Mahmoud Darwish was a Palestinian icon, poet, and author, credited with encapsulating the Palestinian consciousness through his works. His poetry ranges from the romantic to the political, as he dealt with the turmoil of being exiled from his home country at a young age. He carries a strong legacy, having won numerous prizes, the title of ‘Palestine’s national poet’, and his poems being recited everywhere from social media to school curriculums in the Arab world.
His poems are packed with beauty - with images of butterflies, olive trees, and doves, to name a few - all out to preserve the Palestinian culture through means of ‘resistance poetry’. In his poetry, he asserts the Palestinian identity, as a means to bind Palestinians together to achieve strength and unity and ultimately to conserve their rich culture. This is achieved through brave and unapologetic self-expression, which is what cemented his status as a Palestinian cultural icon. Despite a high level of criticism following his works and him even being arrested several times, he continued to write.
He speaks on his role as a mouthpiece for the collective Palestinian experience, in his 2004 acceptance speech at the Prince Claus Awards: “This esteemed prize is given to me yet at the same time it is not mine. I receive it because I signed my name on the poem. Yet it is not mine because the poem contains several voices and broken places that do not meet in a map… It is not my voice, but the discourse of the victim to himself and to the world that he will not concede to silence or death”.

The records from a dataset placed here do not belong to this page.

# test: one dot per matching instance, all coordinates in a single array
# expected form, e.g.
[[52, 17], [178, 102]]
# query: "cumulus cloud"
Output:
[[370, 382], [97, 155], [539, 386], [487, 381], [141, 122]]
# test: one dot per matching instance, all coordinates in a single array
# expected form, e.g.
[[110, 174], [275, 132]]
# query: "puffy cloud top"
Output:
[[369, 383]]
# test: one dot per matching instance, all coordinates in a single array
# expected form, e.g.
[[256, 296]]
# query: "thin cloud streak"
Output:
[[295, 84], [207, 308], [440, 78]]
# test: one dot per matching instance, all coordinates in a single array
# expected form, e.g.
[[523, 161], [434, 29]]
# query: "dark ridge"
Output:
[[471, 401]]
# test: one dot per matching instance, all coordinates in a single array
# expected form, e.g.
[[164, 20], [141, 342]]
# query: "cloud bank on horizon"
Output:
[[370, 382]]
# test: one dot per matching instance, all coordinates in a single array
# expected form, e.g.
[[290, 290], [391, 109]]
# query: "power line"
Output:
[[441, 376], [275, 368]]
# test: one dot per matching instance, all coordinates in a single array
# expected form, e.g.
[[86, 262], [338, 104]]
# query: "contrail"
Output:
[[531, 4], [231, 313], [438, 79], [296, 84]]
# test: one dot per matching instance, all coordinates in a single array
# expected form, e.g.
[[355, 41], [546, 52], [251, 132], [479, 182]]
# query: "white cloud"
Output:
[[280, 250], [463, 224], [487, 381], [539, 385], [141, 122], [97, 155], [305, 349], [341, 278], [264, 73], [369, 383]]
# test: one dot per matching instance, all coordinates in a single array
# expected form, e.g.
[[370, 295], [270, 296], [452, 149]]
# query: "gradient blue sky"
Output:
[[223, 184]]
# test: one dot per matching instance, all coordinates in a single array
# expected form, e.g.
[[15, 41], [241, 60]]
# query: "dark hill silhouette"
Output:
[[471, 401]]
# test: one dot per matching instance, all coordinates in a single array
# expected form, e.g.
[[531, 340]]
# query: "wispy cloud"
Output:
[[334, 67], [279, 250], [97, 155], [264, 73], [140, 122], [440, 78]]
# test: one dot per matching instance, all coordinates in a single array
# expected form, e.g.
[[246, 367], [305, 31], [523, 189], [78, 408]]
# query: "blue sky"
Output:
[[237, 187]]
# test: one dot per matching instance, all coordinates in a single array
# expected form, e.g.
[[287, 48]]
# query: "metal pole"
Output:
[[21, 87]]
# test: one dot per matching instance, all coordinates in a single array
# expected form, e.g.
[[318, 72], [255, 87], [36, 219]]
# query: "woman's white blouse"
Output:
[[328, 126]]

He spoke more on the purpose of his poetry, as a means of resistance, in the same speech: “A person can only be born in one place; however, he may die several times elsewhere: in the exiles and prisons, and in a homeland transformed by the occupation and oppression into a nightmare. Poetry is perhaps what teaches us to nurture the charming illusion: how to be re-born out of ourselves over and over again, and use words to construct a better world, a fictitious world that enables us to sign a pact for a permanent and comprehensive peace… with life.”